At the Water's Edge by Sara Gruen
Spiegel & Grau, Random House: 3/31/2015
eBook Review Copy, 368 pages
My Thoughts:At the Water’s Edge is a gripping and poignant love story about a privileged young woman’s awakening as she experiences the devastation of World War II in a tiny village in the Scottish Highlands.
After disgracing themselves at a high society New Year’s Eve party in Philadelphia in 1944, Madeline Hyde and her husband, Ellis, are cut off financially by his father, a former army colonel who is already ashamed of his son’s inability to serve in the war. When Ellis and his best friend, Hank, decide that the only way to regain the Colonel’s favor is to succeed where the Colonel very publicly failed - by hunting down the famous Loch Ness monster - Maddie reluctantly follows them across the Atlantic, leaving her sheltered world behind.
The trio find themselves in a remote village in the Scottish Highlands, where the locals have nothing but contempt for the privileged interlopers. Maddie is left on her own at the isolated inn, where food is rationed, fuel is scarce, and a knock from the postman can bring tragic news. Yet she finds herself falling in love with the stark beauty and subtle magic of the Scottish countryside. Gradually she comes to know the villagers, and the friendships she forms with two young women open her up to a larger world than she knew existed. Maddie begins to see that nothing is as it first appears: the values she holds dear prove unsustainable, and monsters lurk where they are least expected.
As she embraces a fuller sense of who she might be, Maddie becomes aware not only of the dark forces around her, but of life’s beauty and surprising possibilities.
At the Water's Edge by Sara Gruen is a very highly recommended period piece set during WWII.
Maddie Hyde, her husband, Ellis, and their friend, Hank, are part of Philadelphia society. After a drunken New Year's Eve party that results in some disastrous familial/financial repercussions for Maddie and Ellis, the trio decides to go to Scotland and prove the Loch Ness monster really exists. This is something Ellis's father attempted to do years before and his photos were later discredited. The fact that Ellis is color blind and Hank has flat feet, which prevented the two from enlisting, also plays into their decision. They are tired of the insinuations being thrown toward them. Despite the fact that it is during the war and U-boats are patrolling the very area of the Atlantic that they will cross, the trio finds transportation and manages to make their way to the village of Drumnadrochit, Scotland, and a small, quaint inn.
Maddie has a hard time with motion sickness while crossing the Atlantic and it is during the crossing that the effects of war also becomes very real to her.
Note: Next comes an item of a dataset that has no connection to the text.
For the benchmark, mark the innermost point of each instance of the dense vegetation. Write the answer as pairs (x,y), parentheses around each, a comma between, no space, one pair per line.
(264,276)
Then, once in Scotland, Maddie seems to completely sober up and take a good look at herself, as well as Ellis and Hank, who are insensitive, privileged, inebriated morons, and she realizes that she is associated with them and their entitled, gauche, drunken search for Nessie. Maddie begins to grow as a person and connect with the people in the village while Ellis and Hank become less civilized and more self-obsessed caricatures. But, due to the times, Maddie is also subjugated to Ellis, which creates a difficult dilemma.
I really liked At the Water's Edge and was totally engrossed in the story from start to finish. First, Sara Gruen is an excellent writer so she is able to describe imagery and capture the settings so vividly that it seems effortless and allows the story to flow along smoothly. I appreciated the growth and transformation Maddie experiences as she is presented with some hard truths and realizes the true essence of Ellis's character. She matures while Ellis and Hank are diminished. Including the local myths and signs as harbingers of what could happen provides nice foreshadowing. The totality added up to a great historical fiction novel. I could have done without the love story, but, obviously, it certainly didn't detract from my enjoyment.
Disclosure: My Kindle edition was courtesy of Spiegel & Grau at Random House for review purposes.